In about 9 instances over the past six years, caregivers in the U.S. who had police records were listed on Care.com and later were accused of committing crimes while caring for customers’ children or elderly relatives, according to an investigation by The Wall Street Journal, which reviewed police records, court records and local media reports. Alleged crimes included theft, child abuse, sexual assault and murder.
Now the Journal has published a follow-up piece, reporting that right before their first story published, the platform did a great big scrubbing of those unverified listings, removing “about 72% of day-care centers, or about 46,594 businesses, listed on its site, a Journal review of the website shows. Those businesses were listed on the site as recently as March 1.” Care.com disputed the number of daycares removed—they said it was just 45 percent of all daycares listed, which is so reassuring to hear. Why were all those daycares even on their website?
In the filing, Care.com said it had used publicly available data to create directory listings for certain businesses that provide child-care services, a practice it said was common among digital platforms. It then asked those businesses to claim ownership of the listings.

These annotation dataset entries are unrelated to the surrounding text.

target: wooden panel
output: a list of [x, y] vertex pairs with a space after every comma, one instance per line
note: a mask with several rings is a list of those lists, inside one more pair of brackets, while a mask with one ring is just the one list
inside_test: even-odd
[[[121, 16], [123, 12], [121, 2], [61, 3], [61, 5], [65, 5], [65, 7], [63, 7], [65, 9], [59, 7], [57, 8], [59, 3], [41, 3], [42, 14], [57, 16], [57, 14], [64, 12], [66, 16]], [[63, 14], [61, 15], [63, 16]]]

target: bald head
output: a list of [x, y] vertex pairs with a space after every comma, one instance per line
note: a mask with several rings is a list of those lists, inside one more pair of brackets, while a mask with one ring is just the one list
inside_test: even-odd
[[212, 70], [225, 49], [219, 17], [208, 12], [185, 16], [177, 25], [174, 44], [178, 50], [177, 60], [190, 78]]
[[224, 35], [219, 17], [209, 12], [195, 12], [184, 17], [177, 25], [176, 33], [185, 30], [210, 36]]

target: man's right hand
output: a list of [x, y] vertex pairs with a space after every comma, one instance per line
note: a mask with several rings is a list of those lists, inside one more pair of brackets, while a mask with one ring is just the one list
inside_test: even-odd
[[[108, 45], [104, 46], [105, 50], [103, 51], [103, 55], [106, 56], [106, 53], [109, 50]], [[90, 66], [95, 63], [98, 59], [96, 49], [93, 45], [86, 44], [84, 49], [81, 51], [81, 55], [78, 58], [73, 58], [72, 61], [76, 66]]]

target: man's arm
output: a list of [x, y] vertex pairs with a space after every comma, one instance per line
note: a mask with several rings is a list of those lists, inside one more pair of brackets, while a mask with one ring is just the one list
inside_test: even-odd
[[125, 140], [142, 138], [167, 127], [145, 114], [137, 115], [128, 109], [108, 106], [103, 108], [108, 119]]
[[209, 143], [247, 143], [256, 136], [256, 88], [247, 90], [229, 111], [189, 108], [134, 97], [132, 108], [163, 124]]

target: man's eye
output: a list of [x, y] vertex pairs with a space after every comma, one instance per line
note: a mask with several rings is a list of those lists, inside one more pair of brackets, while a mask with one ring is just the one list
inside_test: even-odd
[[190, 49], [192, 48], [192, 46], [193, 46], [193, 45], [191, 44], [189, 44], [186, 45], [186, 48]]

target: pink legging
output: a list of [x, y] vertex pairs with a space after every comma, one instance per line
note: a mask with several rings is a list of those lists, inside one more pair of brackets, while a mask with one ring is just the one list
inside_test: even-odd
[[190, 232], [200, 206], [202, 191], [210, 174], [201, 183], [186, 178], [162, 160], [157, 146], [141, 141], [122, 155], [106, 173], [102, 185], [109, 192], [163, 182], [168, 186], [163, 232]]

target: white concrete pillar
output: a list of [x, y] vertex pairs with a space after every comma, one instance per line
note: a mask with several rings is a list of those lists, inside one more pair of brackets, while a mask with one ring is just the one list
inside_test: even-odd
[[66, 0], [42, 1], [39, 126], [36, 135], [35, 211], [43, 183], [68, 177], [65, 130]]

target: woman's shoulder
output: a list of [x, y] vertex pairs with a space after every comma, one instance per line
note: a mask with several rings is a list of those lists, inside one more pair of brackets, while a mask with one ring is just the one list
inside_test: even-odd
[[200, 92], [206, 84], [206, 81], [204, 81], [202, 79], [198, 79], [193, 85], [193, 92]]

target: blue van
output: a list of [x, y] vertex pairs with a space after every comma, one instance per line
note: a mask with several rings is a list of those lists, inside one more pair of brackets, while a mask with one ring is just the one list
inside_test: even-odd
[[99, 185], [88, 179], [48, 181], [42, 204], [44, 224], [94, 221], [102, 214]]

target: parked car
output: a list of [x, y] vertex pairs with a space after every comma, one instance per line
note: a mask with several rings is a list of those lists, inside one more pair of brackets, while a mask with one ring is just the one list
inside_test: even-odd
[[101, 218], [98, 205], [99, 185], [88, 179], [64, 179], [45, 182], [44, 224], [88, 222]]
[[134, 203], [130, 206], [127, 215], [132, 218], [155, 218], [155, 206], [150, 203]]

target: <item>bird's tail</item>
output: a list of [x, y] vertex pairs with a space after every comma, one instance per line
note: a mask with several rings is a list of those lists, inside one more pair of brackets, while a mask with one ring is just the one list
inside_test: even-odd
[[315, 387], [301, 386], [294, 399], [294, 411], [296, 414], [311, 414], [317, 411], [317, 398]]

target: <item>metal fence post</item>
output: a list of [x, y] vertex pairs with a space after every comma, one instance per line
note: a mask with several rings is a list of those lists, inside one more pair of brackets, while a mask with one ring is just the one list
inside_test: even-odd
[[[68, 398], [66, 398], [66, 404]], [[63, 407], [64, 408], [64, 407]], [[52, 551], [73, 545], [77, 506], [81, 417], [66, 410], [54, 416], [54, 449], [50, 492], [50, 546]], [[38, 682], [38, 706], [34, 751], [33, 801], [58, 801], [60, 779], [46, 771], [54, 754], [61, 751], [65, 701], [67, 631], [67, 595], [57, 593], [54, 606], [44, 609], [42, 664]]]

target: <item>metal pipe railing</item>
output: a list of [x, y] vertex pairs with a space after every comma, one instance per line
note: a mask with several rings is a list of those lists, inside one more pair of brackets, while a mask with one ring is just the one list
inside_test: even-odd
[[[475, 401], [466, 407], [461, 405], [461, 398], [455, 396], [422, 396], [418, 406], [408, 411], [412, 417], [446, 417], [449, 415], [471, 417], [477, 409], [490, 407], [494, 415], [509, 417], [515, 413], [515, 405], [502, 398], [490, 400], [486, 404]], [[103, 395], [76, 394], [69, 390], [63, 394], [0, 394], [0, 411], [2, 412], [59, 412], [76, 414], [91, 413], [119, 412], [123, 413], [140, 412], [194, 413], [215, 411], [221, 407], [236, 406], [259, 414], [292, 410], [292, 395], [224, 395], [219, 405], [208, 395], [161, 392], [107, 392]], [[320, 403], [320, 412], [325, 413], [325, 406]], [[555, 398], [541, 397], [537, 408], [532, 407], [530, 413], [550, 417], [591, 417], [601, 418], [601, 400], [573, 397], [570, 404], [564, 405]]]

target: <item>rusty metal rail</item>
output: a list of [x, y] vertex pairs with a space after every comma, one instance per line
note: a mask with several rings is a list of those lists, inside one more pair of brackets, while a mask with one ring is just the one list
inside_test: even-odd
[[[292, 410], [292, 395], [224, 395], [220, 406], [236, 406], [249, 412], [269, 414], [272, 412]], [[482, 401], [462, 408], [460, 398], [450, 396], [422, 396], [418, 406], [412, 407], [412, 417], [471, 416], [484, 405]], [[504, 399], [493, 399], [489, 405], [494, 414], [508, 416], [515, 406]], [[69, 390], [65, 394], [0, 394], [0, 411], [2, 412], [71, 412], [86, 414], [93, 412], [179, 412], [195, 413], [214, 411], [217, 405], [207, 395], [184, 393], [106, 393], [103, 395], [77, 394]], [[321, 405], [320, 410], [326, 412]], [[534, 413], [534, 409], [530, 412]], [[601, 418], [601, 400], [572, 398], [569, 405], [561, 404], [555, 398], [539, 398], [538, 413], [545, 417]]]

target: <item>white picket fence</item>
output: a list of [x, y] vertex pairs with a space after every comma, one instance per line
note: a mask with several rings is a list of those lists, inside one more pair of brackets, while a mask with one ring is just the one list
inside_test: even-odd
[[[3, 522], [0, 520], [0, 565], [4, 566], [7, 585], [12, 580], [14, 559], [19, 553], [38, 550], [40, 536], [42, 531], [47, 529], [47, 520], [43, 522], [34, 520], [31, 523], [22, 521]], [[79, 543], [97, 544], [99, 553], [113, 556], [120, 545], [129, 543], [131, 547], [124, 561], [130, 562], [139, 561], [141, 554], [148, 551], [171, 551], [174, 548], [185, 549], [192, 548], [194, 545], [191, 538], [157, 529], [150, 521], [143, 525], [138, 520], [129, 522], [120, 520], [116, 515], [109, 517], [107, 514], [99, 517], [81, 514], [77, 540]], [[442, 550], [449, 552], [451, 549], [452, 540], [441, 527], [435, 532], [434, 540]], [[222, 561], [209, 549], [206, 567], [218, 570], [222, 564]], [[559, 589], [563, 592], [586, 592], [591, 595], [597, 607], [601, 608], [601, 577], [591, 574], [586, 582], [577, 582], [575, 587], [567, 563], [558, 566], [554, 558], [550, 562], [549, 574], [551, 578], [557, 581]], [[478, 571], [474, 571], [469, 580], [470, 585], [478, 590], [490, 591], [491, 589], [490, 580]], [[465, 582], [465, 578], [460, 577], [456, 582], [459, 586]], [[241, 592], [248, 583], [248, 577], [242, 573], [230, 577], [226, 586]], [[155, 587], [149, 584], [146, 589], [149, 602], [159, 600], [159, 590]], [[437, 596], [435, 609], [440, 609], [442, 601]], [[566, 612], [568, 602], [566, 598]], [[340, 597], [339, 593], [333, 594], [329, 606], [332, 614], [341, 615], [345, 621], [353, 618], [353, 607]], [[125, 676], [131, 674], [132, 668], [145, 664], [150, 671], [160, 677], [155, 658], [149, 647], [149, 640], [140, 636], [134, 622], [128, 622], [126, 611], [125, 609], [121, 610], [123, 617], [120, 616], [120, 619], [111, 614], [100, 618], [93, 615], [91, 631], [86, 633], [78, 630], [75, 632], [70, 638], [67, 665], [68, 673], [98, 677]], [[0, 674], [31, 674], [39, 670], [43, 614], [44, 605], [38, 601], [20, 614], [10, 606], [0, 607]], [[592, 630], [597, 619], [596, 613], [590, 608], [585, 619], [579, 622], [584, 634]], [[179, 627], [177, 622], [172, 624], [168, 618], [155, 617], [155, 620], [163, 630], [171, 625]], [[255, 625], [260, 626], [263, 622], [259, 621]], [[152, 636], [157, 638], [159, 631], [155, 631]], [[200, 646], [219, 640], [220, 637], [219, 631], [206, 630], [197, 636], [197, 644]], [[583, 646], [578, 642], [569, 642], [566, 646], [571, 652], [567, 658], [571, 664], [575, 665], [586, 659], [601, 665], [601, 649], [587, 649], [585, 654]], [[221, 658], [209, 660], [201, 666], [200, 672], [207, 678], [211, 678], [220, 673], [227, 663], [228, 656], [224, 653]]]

Care.com, which didn’t disclose the number it had taken down, said in the filing it had removed the listings that weren’t claimed.
Best case scenario, that makes an already annoying search for quality daycare even more frustrating; worst case scenario, it results in outright bad information—in their previous article, the Journal found “hundreds of instances in which day-care centers listed on Care.com as state-licensed didn’t appear to be.”
“The company has said it makes clear through its website and emails to customers that it doesn’t fully vet caregivers,” the Journal added.
Just one more example of the myriad ways in which the American childcare system is a goddamned disaster.